Cheese Nut Loaf, Modified From Greens - cooking recipe

Ingredients
    1 1/2 cups cooked brown rice (1 cup dry rice = 3 cups cooked rice, so if doubling the recipe, use 1 cup dry)
    1 1/2 cups walnuts
    1/2 cup cashews
    1 medium yellow onion, finely chopped
    2 T. butter
    Salt
    2 cloves garlic, finely chopped
    1 C. mushrooms, mixed (baby bella, shitake, oyster, etc)
    2 T. parsley, chopped
    2 tsp. thyme leaves, chopped, or 1/2 tsp. dried thyme
    1 T. marjoram, chopped, or 1 tsp. dried marjoram
    1 tsp. sage, chopped, or 1/2 tsp. dried sage
    4 eggs, beaten
    1 cup cottage cheese
    9 to 12 oz. cheese, grated (use a variety of cheeses Gruyere, cheddars, muenster, Fontina, jack)
    Pepper
Preparation
    Preheat oven to 375. Cook rice. Chop nuts finely. (Cuisinart is big help with nuts, cheese, onions.) Cook onion in butter over moderate heat until translucent. Season with salt, add garlic, chopped mushrooms, dried mushrooms, herbs. Cook until mushroom liquid reduced. Combine with rice, nuts, eggs, cottage cheese, and grated cheese. Season with black pepper and more salt if needed.

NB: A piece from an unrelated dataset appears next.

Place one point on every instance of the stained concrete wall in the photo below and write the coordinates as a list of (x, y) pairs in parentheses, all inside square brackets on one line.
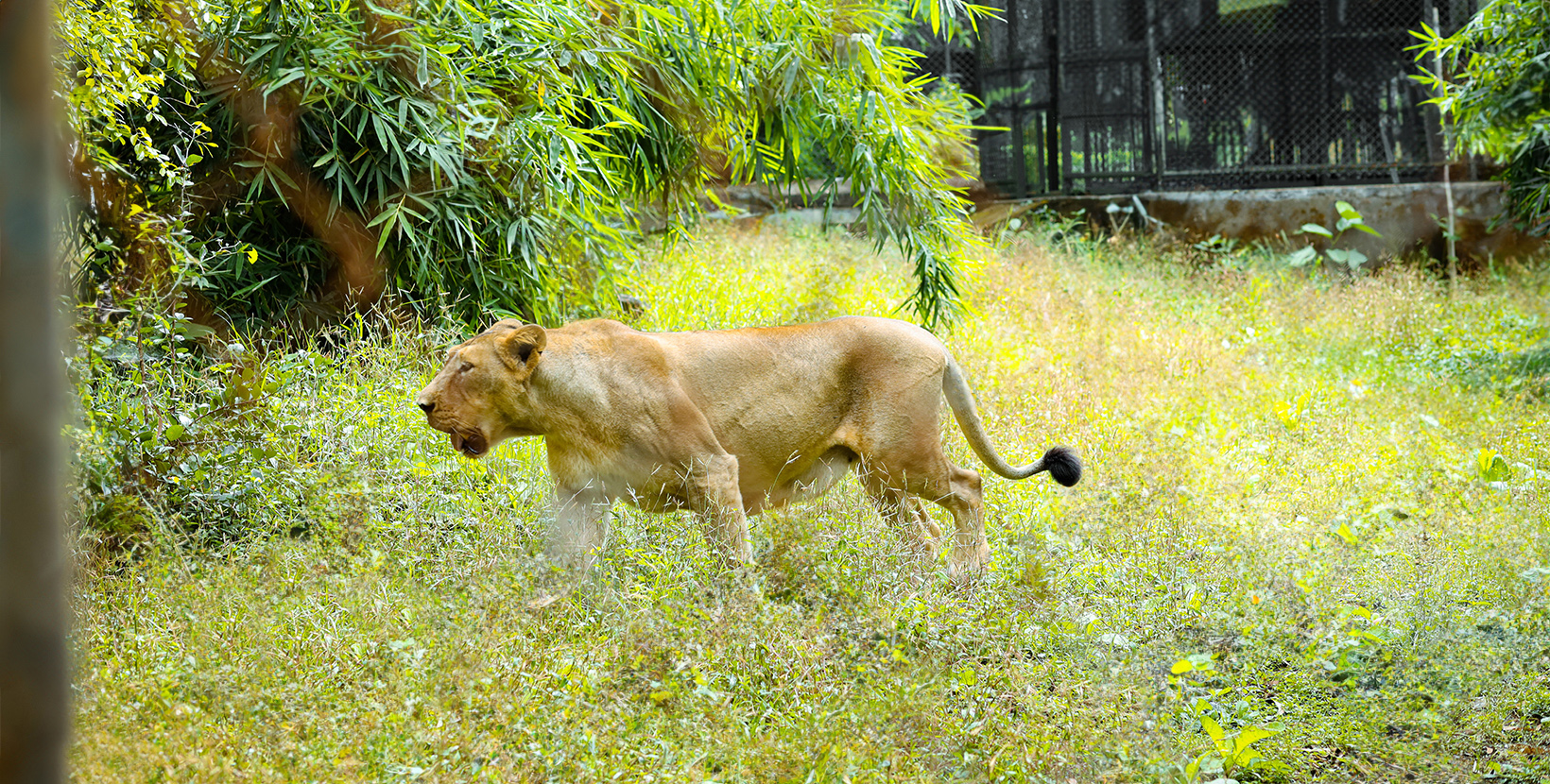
[(1404, 213)]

    Lightly butter a loaf pan. Fill and bake at 375 until top is golden and rounded, about 1 hour, 15 minutes plus. Loaf should be firm when you shake pan.
    Let loaf sit for 10 min before flipping onto serving plate. Serve with roasted red bell peppers and asparagus if desired.